As previously described, the enzymes and mechanisms that acquit out the process of
homologous recombination
are adequately well delineated. Not then well understood is the important question of how homologous sequences come to be in proximity so that recombination can proceed. In their 2008 review, Barzel and Kupiec describe two alternate hypotheses, one of which they call the
null model. This model proposes that homologues find one another through a passive process of diffusion, in which the DNA sequence at the cleaved finish of a strand is sequentially compared to all of the other potential end sequences in the
genome. In club for improvidence to account for the rapid repair of double-stranded breaks observed in yeast, however, Barzel and Kupiec summate that each homology search would accept to proceed at a speed 40 times faster than the rate at which DNA polymerase adds a single
nucleotide
to a replicating Dna chain, which seems unlikely (Barzel & Kupiec, 2008).

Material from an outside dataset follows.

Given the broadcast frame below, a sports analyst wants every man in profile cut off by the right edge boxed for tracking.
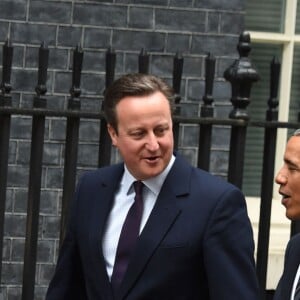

An alternate hypothesis proposes that homologous chromosomes reside in pairs constitutively. Acting against this hypothesis is the finding that in induced recombination experiments, the cleaved ends of strands recombine with what are chosen ectopic homologues (areas of fortuitous sequence identity) as frequently as they recombine with their true homologous chromosomes. Furthermore, although homologous pairing has been observed in somatic cells of some organisms (e.g.,
Drosophila,
Neurospora), it is non widely seen in the cells of other organisms, including mammals. As Barzel and Kupiec (2008) betoken out, the absenteeism of general homologous pairing does not necessarily mean random assortment. Instead, discrete sections of chromosomes may be required for homology. The employ of subdomains for homology searches would reduce the time it takes to find a homologous partner. Despite such theories, the exact mechanism responsible for locating and lining upward homologous segments remains to be adamant.